Fired Cybersecurity Official’s Unsettling Prediction About America After Trump
Chris Krebs, the former chief of U.S. cybersecurity, warned Monday that it will take years to erase the disinformation spread by President Donald Trump throughout his presidency that last week incited insurrectionists to storm the U.S. Capitol in the final weeks of his term.
Krebs was asked by CNN’s Anderson Cooper about what to expect in the remaining days before President-elect Joe Biden takes office and whether he sees the end of Trump’s presidency as the start or end of conflict. The FBI has warned of violent demonstrations nationwide in the days leading up to Biden’s Jan. 20 inauguration.
“This is the equivalent of ignoring that pain in your chest for a couple weeks and then all of a sudden you have a catastrophic heart attack,” Krebs said on “Anderson Cooper 360.” “We’re on the verge of what I fear to be a pretty significant breakdown in democracy and civil society here.”
He said he hoped top law enforcement officials would step up to quell potential insurrection efforts in the coming weeks but warned that the damage would not end with Trump’s presidency.
″Over the next couple years, we have to continue chipping away at the disinformation and the propaganda and the lies that have been spread over the last several years to generate and motivate and incite these actors,” he said.
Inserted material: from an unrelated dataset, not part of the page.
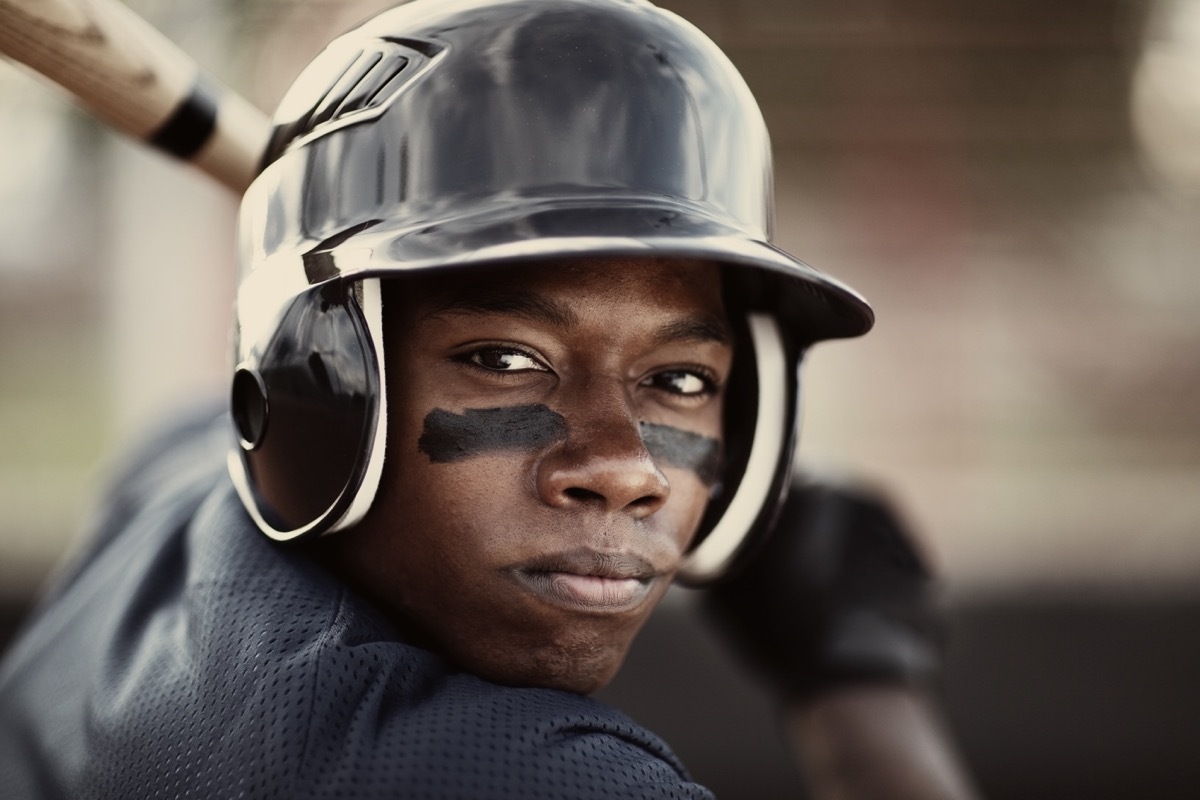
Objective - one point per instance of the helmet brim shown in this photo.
(808, 304)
“The narrative’s been set, it’s been ingrained,” he added. “I’m sure the president will continue to claim that the election was stolen, whether for fundraising opportunities or just to shield his ego.”
He said Trump was responsible and would ultimately have to take responsibility.
“You don’t make that bet, so we have to go look at some of the other options we have available,” he said. ”I see the District of Columbia attorney general is looking at criminal charges. That is part of the toolkit that the next administration, that others will have to employ here to get some semblance of order back into the mainstream.”
Krebs was fired via tweet by Trump in November after the Department of Homeland Security office he led, the Cybersecurity and Infrastructure Security Agency, said it found no evidence of significant electoral fraud.